Los primeros días soleados de la temporada, que nos hacían pensar que el invierno se quedaba atrás para siempre, venían a primeros de febrero. El sol brillaba resplandeciente y pintaba de azul clarito las pocas nubes que flotaban en el cielo. Las madres nos llevaban con ellas cuando iban a lavar ropa al río, y pasábamos el rato correteando por la hierba en busca de las primeras margaritas y aquellos claveles pequeñitos muy amarillos que salían en el prado. Al lado del agua encontrábamos algún lirio solitario cerrado sobre sí mismo con su diminuto corazón rojo, y se lo enseñábamos a las mujeres que estaban lavando inclinadas sobre sus tablas de lavar orgullosos de nuestro hallazgo.
El agua bajaba muy clara, y se veían las piedras del fondo debajo de las que solían esconderse cangrejos. Las peces nadaban en grupos pequeños, y acudían a comer si las echábamos migas de pan del que llevábamos para matar el hambre.
Poco antes del mediodía oíamos el paloteo de la cigüeña en la torre de la iglesia, y comentábamos a todos que estaba haciendo la comida. Algunas mañanas la veíamos llegar al nido volando con comida en el pico o alguna culebra pequeña para alimentar a los cigüeñinos. No sabíamos por entonces que, asados pocos años, el cura la mataría de un disparo y que lo recordaríamos para siempre.
Los hombres aprovechaban los días de buen tiempo para arar las tierras de ladera que se encharcaban menos que las de los vallejos, presarándolas para la siembra de primavera. Se les veía empuñando la esteva del arado para trazar derechos los surcos, y de vez en cuando se oía alguna voz de mando para forzar la marcha de la yunta. Los días de oreo se acostumbraba a echar el nitrato a los trigos y derramar la basura de los corrales y las cuadras.
En los huertos se preparaban los semilleros de tomates y pimientos, utilizando la simiente de los mejores ejemplares de la última temporada. Andando los años empezarían a comprarse llantas en el mercado que había los martes en San Esteban y los sábados en El Burgo, y fueron poniéndose menos semilleros siguiendo las costumbres heredadas de los de antes.
En las tardes de sol las mujeres se juntaban en rinconeras abrigadas y solanas, ocupándose en remendar mudas y repasar sacos viejos para cuando hicieran falta. Escarmenaban lana, hilaban con el huso o apaleaban colchones para ahuecarlos y ventilarlos.
En febrero No es de extrañar que amanezca con el cielo cubierto y que al mediodía haga un sol espléndido, como tampoco que la mañana sea muy soleada y después de comer se meta el cielo en agua hasta que anochece.

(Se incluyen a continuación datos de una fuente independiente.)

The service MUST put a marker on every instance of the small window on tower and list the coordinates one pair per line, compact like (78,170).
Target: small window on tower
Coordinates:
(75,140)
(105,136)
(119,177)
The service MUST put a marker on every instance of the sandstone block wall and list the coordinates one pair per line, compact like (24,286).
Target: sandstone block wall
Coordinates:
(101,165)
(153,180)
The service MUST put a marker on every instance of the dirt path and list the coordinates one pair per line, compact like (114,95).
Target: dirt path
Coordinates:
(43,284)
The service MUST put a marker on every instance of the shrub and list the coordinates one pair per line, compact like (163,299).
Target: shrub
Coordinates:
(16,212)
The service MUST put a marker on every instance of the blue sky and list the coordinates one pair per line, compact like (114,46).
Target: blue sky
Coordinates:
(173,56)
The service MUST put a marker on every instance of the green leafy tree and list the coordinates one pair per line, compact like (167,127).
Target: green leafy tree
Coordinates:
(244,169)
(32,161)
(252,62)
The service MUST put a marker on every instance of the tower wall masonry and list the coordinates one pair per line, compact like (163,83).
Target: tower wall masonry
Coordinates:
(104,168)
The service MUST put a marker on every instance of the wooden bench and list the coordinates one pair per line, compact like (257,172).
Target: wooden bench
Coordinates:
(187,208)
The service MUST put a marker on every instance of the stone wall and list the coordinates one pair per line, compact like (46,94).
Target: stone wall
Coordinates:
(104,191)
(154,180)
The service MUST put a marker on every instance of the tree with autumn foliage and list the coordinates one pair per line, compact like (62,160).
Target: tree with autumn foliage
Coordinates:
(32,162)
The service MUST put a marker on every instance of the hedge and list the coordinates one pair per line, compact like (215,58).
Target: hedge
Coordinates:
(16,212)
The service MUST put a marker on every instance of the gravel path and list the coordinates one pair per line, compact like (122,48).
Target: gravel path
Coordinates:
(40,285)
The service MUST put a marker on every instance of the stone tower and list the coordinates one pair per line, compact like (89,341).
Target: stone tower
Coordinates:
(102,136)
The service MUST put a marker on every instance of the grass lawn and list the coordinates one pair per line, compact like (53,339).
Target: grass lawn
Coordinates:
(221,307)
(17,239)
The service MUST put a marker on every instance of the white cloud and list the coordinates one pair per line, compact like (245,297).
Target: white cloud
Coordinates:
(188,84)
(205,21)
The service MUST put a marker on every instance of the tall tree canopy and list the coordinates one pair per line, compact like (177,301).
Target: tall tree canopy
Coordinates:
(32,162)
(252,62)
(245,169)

El último día de mes el Ayuntamiento ajustaba a los mozos por una cántara de vino para que mondaran el pozo de la fuente de la bomba, que por el invierno se atestaba de cieno, y con lo que les daban las mujeres pidiendo por las casas se hacían una buena merienda en la cantina antes de salir a eso de las doce de la noche a cantar las marzas.